You light up my life: Professor Theo Stewart has made a winning contribution to ESKOM's strategic planning.
ESKOM, the state-owned power provider, recently honoured Professor Theo Stewart of the Department of Statistical Sciences with an award for outstanding service.
They made a similar award to the department for its assistance in applying operations research techniques to issues ranging from project management to organisational restructuring at ESKOM.
The awards were made specifically for Stewart's work with ESKOM's Generation Group as part of investigations into possible positioning of the company's assets.

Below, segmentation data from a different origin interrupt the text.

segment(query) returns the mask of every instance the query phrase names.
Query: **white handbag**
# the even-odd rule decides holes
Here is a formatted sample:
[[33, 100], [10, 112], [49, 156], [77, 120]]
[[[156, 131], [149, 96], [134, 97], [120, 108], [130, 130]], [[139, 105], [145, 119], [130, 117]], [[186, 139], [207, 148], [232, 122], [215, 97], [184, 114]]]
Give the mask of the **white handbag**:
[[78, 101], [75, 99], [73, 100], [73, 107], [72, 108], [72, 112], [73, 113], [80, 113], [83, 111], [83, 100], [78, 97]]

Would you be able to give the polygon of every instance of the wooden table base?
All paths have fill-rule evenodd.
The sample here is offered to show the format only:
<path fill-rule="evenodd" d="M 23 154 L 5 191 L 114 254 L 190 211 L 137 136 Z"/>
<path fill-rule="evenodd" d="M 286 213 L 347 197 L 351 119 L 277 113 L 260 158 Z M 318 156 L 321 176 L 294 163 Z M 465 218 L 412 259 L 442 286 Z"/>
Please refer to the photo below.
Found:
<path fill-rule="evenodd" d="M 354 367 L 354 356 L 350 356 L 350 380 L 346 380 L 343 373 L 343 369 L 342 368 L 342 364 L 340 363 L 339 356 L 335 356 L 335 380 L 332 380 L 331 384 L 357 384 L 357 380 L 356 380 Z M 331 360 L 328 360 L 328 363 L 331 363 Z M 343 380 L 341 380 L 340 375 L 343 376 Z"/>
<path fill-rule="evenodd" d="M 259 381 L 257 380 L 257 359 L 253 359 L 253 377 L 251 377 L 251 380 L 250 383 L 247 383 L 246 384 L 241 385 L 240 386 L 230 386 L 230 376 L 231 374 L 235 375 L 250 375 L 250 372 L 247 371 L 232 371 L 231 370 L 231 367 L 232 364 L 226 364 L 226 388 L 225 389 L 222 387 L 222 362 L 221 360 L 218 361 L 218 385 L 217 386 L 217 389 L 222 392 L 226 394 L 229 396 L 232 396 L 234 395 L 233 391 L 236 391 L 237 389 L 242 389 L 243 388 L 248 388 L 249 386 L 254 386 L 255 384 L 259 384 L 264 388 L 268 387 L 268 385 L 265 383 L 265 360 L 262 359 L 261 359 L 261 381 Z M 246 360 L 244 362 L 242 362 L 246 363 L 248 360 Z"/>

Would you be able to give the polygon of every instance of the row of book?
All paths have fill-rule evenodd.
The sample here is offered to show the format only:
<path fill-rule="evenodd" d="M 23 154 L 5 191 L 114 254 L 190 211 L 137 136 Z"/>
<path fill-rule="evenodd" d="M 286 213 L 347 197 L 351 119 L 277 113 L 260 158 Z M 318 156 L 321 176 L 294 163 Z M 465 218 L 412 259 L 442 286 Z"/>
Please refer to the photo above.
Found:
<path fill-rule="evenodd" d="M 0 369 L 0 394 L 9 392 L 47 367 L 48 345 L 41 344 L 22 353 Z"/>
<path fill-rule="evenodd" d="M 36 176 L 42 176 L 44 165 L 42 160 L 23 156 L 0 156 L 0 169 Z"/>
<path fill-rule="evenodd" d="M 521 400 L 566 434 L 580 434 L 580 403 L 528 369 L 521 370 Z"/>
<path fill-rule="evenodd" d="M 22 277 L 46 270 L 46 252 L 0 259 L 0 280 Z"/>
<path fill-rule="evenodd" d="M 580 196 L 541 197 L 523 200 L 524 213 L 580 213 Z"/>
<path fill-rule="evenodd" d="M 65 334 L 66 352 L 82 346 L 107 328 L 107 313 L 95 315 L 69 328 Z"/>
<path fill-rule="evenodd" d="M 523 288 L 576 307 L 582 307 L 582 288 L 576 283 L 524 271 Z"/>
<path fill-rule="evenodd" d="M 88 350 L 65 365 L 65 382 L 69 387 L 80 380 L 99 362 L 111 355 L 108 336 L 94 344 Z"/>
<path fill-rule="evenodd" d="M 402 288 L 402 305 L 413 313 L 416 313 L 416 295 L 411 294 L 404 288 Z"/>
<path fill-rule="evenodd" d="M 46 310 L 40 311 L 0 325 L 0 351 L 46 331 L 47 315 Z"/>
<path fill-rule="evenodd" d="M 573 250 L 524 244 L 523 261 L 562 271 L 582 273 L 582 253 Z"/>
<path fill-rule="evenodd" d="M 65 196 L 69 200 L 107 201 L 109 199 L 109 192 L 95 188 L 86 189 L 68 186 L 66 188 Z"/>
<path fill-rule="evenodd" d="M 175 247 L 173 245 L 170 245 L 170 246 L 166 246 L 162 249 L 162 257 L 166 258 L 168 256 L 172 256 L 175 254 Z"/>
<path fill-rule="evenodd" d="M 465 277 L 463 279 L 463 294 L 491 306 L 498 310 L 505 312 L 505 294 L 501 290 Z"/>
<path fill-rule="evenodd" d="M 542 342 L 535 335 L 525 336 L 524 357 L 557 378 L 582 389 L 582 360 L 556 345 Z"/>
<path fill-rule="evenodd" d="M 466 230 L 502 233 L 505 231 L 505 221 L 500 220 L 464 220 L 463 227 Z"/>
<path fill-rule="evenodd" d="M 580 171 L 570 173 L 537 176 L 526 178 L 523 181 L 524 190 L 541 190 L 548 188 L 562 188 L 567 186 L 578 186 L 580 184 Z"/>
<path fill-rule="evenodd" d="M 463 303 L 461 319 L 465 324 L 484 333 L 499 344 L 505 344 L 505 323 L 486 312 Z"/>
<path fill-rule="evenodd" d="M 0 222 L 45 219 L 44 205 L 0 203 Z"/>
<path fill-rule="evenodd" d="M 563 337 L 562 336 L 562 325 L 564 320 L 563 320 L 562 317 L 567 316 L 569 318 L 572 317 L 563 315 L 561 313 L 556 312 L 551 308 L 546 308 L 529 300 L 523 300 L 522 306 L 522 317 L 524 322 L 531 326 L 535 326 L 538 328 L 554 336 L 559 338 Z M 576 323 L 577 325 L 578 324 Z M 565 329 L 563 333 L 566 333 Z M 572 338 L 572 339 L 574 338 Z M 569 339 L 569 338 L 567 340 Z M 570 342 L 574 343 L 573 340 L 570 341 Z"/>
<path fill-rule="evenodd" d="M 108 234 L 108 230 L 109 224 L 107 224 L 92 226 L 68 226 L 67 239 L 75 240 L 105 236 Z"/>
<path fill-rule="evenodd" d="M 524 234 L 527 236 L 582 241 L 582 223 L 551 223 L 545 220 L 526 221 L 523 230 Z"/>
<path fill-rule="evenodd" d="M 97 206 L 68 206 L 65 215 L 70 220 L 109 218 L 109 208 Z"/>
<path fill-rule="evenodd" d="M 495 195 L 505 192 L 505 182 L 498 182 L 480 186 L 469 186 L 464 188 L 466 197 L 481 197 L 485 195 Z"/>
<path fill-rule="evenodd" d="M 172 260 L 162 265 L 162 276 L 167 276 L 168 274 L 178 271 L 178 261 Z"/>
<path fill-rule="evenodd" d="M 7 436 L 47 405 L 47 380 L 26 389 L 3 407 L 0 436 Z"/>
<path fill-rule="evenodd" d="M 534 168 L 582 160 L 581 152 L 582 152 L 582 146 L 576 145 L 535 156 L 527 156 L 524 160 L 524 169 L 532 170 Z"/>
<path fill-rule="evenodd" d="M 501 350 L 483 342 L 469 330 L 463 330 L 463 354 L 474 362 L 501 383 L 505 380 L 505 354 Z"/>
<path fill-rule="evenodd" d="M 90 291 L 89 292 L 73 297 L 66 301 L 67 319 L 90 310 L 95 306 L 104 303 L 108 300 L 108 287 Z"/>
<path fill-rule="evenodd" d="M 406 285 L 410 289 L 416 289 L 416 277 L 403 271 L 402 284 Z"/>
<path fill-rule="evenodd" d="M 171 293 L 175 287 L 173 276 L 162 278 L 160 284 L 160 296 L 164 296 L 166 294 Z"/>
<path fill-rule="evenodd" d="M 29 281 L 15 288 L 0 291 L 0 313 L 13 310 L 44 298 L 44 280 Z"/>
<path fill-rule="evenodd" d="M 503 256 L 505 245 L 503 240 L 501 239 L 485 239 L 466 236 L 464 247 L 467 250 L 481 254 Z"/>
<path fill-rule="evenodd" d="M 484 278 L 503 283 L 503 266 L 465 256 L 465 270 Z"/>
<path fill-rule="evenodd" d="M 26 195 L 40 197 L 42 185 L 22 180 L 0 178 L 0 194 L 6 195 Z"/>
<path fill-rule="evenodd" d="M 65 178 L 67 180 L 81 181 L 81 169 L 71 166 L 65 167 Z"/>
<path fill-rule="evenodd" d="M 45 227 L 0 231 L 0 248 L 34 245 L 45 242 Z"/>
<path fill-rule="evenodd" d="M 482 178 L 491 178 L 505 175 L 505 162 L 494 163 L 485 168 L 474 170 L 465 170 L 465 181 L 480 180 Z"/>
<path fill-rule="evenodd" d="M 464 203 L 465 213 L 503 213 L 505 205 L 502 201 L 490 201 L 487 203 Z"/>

One possibility being investigated was, with the aim of increasing competitiveness in the local industry, to cluster the power stations into small generation entities.
"As part of such an approach, ESKOM Generation would consolidate its power stations into a number of clusters, each of which could eventually become a business in its own right," explained Stewart. "Each such business would then bid to provide electricity at different times and at different prices into the national grid."
The problem facing ESKOM Generation in developing this idea was in knowing how to create these clusters, Stewart pointed out. "You would have to start with a level playing field, so that each cluster was of roughly equal market power."
This led to a joint project between ESKOM Generation and the UCT department, in which a model for the evaluation of different possible permutations was developed, using techniques from the field of operations research (also known as operational research), and "explicitly recognising the business' varied and often conflicting goals". Operations research is the use of quantitative systematic mathematical modelling to assist in management decision-making, explained Stewart.
"It can be used generally in an enormous wide variety of areas – anywhere where anyone makes any kind of strategic management decisions." Stewart has used similar modelling approaches in his work on national water resource planning and funding allocations for research, among other things.
So pleased was ESKOM Generation with the results of Stewart's modelling that the Group made the special awards at the annual conference of the South African Statistical Association towards the end of last year.